Unfortunately, the facts bear this anecdotal observation out. Black males represent only about 2 percent of teachers in the United States, yet they comprise 6 percent of the population. Four percentage points might seem like a small difference, but when you realize we’re talking about millions of young, black males of impressionable age, those four percentage points represent a mountain of untapped potential. A 2012 CNN report put it bluntly: “That is less than 1 in 50 teachers.”

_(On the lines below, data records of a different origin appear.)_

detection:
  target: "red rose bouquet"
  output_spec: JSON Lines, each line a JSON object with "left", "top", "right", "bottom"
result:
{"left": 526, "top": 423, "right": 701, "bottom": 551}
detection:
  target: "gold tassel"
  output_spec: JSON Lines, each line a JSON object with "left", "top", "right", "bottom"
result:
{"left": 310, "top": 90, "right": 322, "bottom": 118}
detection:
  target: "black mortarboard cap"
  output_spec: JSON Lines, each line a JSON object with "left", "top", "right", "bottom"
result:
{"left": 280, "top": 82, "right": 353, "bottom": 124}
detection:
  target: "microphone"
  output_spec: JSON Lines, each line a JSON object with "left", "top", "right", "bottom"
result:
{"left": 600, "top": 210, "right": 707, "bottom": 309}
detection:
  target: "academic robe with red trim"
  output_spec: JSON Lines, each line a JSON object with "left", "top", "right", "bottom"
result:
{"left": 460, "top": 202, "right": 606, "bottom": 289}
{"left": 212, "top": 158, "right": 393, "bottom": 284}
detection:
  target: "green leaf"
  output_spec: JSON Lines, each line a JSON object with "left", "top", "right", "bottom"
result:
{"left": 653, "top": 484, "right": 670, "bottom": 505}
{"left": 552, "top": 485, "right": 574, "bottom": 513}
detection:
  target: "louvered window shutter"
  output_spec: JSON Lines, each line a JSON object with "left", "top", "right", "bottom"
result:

Why? The answer is complex, broad and challenging. But if I could simplify: Black males do not see “themselves” when they look at the front of the classroom. This oftentimes makes it unlikely for those young black males to see the teaching profession as a viable option. The root causes vary as to why, but researchers point to, in part, the lack of black males coming through the higher education pipeline. Many of us who have earned our degrees tend to be more attracted toward careers that are a little more financially rewarding.

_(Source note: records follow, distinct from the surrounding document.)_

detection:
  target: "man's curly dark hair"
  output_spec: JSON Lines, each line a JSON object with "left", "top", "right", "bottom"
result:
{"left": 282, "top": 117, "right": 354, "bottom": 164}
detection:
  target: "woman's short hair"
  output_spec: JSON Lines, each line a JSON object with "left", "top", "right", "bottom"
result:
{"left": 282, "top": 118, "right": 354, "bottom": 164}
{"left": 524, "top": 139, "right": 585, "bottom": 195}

Fortunately, public officials are beginning to take notice of this scarcity and both public and private institutions are examining the issue. United States Secretary of Education Arne Duncan recognized the problem when he appealed to students at Morehouse College in 2010 to consider a teaching career. The department launched the TEACH Campaign to encourage more minorities, especially males, to pursue careers in the classroom. As the Secretary noted, the need is more pronounced in elementary and middles schools.

We can begin to change slowly the course of potential choices for our young men with a simple, “Have you ever thought …” conversation. It’s our job to enumerate the positive aspects of teaching: the ability to influence lives, having respect, being relevant and entering a profession with a degree of job stability (if some current measures to curtail the job security issue are not implemented). I really believe that this type of discourse can make a difference.

On a more pragmatic front, I have worked with my colleagues: Assemblywomen Pam Lampitt, Bonnie Watson Coleman, Shavonda Sumter and Assemblyman Charles Mainor to develop a proposal that would establish a pilot program, under the auspices of the Department of Education, to recruit male residents who are from disadvantaged or minority backgrounds to teach in certain failing schools under the state's alternative route program.

The proposal seeks to, in part, stabilize and improve our most challenging school environments, by having college-educated men help fill those teachers’ slots. They might not fit the "typical" criteria (usually an education degree) for becoming a teacher, but there is a reservoir of untapped potential here.

Some reading this post may wonder why it matters if a black student is taught by a black teacher as long as the child is receive a quality education from whoever is the head of the classroom. A fair question. I believe that it is critical for minority students to have positive role models they can look up to, have respect for and try to mimic. Unfortunately, this becomes an elusive commodity for a child who sees nobody in a position of authority who looks anything like themselves.

Given the breadth and importance of this topic, it isn’t surprising that I, too, have had a lifelong influential black male teacher. One of the best teachers I had was one of my college history professors, the late Dr. Gary Hunter. He challenged me in ways that very few teachers ever did.

He demanded that I not merely give the "right" answer to a question but to explain the critical thinking that led to that answer. Often, if the answer was right, but the thinking that led me there was wrong in his eyes, then guess was wrong. He challenged me to think critically and not just to regurgitate the talking points of someone else. His influence remains with me to this day. That's my take. What's yours?